Este es un lado de los hechos. No pretendo más que informar acerca de la “Otra Semana Feminista” que está muy distante a la descrita en portales web como estos. Considero importante que cada una de las personas que lea esto, emita sus propios juicios de valor, la conclusión propia de lo aquí manifestado. Por tanto, no se trata de ofender o deslegitimizar a uno u otro organismo, institución, portal web, persona, etc. Se trata de darle un espacio a las personas involucradas (Comparta o no lo expuesto aquí) que, probablemente, no tengan cabida en los más influyentes o leídos. Se trata de buscar siempre el qué más puede haber pasado y desembarazarnos de opiniones prejuiciosas y carentes de argumentos sólidos de modo, pues, que se logre una verdad no absoluta, sino justa. Invito a los demás no dejar de dar su versión de lo suscitado, asimismo, a los medios pertinentes a no dejar de escribir lo que piensan o creen.

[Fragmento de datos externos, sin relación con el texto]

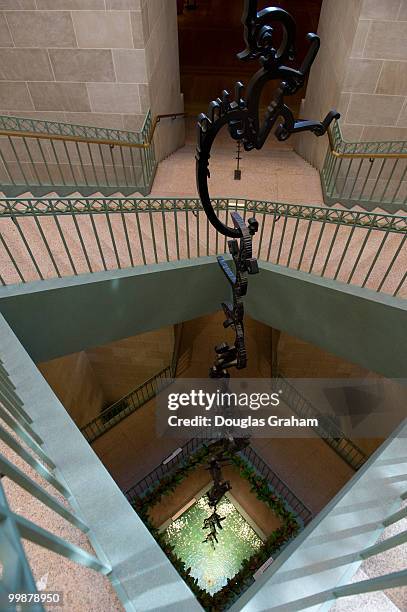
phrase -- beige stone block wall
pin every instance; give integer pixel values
(160, 31)
(96, 62)
(361, 70)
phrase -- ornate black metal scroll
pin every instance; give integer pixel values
(242, 118)
(242, 114)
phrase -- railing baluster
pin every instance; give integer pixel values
(107, 215)
(69, 162)
(47, 246)
(394, 259)
(143, 170)
(321, 231)
(187, 230)
(27, 246)
(331, 246)
(176, 228)
(127, 239)
(280, 246)
(272, 234)
(82, 243)
(345, 250)
(293, 242)
(361, 250)
(81, 164)
(153, 235)
(57, 162)
(401, 283)
(111, 148)
(11, 258)
(97, 240)
(140, 236)
(92, 163)
(45, 162)
(124, 166)
(67, 251)
(103, 165)
(26, 181)
(388, 180)
(165, 231)
(304, 243)
(379, 250)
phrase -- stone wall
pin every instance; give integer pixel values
(96, 62)
(361, 70)
(88, 381)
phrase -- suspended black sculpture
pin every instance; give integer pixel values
(241, 116)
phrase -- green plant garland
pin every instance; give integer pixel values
(244, 577)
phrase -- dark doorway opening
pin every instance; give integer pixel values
(211, 34)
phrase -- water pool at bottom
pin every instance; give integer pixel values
(212, 566)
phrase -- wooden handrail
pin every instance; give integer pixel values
(112, 143)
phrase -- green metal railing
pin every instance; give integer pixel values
(20, 437)
(369, 174)
(46, 156)
(136, 398)
(54, 237)
(327, 429)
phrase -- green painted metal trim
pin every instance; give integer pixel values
(39, 126)
(343, 146)
(20, 207)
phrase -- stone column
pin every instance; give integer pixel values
(361, 70)
(95, 62)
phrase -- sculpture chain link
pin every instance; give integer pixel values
(241, 116)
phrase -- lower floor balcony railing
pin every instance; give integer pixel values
(53, 237)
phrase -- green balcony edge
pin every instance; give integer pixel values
(56, 317)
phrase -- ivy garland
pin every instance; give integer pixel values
(244, 577)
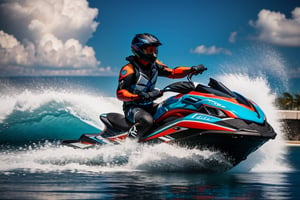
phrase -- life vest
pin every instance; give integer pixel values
(143, 83)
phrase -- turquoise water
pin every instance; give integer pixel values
(39, 112)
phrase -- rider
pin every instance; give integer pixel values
(137, 82)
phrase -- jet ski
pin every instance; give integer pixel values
(198, 116)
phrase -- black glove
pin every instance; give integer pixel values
(198, 69)
(150, 96)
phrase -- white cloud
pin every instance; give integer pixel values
(202, 49)
(232, 37)
(275, 28)
(48, 33)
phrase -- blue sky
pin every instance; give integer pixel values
(80, 37)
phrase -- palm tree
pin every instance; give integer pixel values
(297, 102)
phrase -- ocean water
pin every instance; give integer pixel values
(38, 112)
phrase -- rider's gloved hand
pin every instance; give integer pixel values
(198, 69)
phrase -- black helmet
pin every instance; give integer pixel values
(141, 41)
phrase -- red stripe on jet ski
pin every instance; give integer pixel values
(232, 100)
(189, 124)
(163, 133)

Siempre es bueno darle de todo un poco a las personas, con la finalidad, claro está, de ejercitar nuestra capacitad crítica.¿Con qué quedarse? ¿Qué llevar a la práctica? ¿Qué primar como bueno, verdadero, justo o digno? ¿A quién creer? Las respuestas son infinitas pero lo importante, en mí opinión, será siempre la capacidad de podernos plantear las mismas.